In 2010, bypassing a Hall of Fame masher for a 34 year-old seven years removed from his last above-average offensive season–whose primary value as a player came from being able to pair his middling offensive package with center field defense–as a designated hitter famously didn’t turn out too good. But steady, old Juan Pierre himself was only 3 OPS points (or 46 plate appearances of Andruw Jones going berzerk) of being responsible for the worst left field offensive performance in the AL.

In 2009, a brutal hodgepodge of Brian Anderson, Scott Podsednik, Jerry Owenrs, Dewayne Wise, Alex Rios and others finished last in the AL in center field production by a distance similar to the handiwork of Orlando Hudson. Chris Getz and Jayson Nix really challenged for the second base cellar that year as well.

The last time the White Sox got through a season without conspicuously punting offensive output from at least one position, they made the playoffs. It’s a reductive, oversimplified line of correlation to harp on, but it exists.

This season, the old boys done did it again! While third base is nearly identically bad from last season thanks to Jeff Keppinger, the Yankees have snuck in and taken the bottom mark. The real dynamic position for the Sox is catcher, where Tyler Flowers, Hector Gimenez and Josh Phegley have combined for a league-worst .201/.248/.348 batting line.

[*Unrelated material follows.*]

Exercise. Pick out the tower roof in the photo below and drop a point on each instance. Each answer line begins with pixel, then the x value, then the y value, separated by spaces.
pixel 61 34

Flowers has gone away from everything that once made him an interesting hitter and Phegley has come up swinging like he’s trying to pull the Sox back into the race with one at-bat. Flowers has had at most, one season’s worth of plate appearances over the course of his career to work with while Phegley hasn’t even cracked the century mark, so growing pains are an explanation. Yet even the younger Phegley is already 25, so the optimism that keeps chugging on after a hacky Avisail Garcia strikeout doesn’t abound for these two.

This is not the long-awaited “they should have kept A.J.” post, at least not exactly. A.J. would not have saved the 2013 White Sox, but that kind of thinking–“this one improvement is not a magic bullet, so screw it!”–promotes stagnancy. A.J. would have made the White Sox better, spending frivolously on some free agent bats or a top-notch reliever would have helped too, and then the Sox would be a middle-of-the-pack team undermined by Paul Konerko’s collapse. Moving on…

A.J. Pierzynski was rarely great in a White Sox uniform, if he had been, the average fan’s fondness for him would be of a different nature. There would have been more marveling, more expectations of consistent greatness, when, more than anyone, he was accepted for who he was. He was steady, he was reliable.

He was he sort of guy who becomes very valuable when decades roll by without a starting-quality catching prospect emerging, just as Conor Gillaspie becomes a gem at a position that has dealt with three-year contracts to Mark Teahen and Jeff Keppinger. I don’t know what Gillaspie’s future holds, but it’s pretty obvious that he deserves to be in the major leagues next season. Unfortunately, that he’ll receive 400 plate appearances from the White Sox this year, offers little proof of that.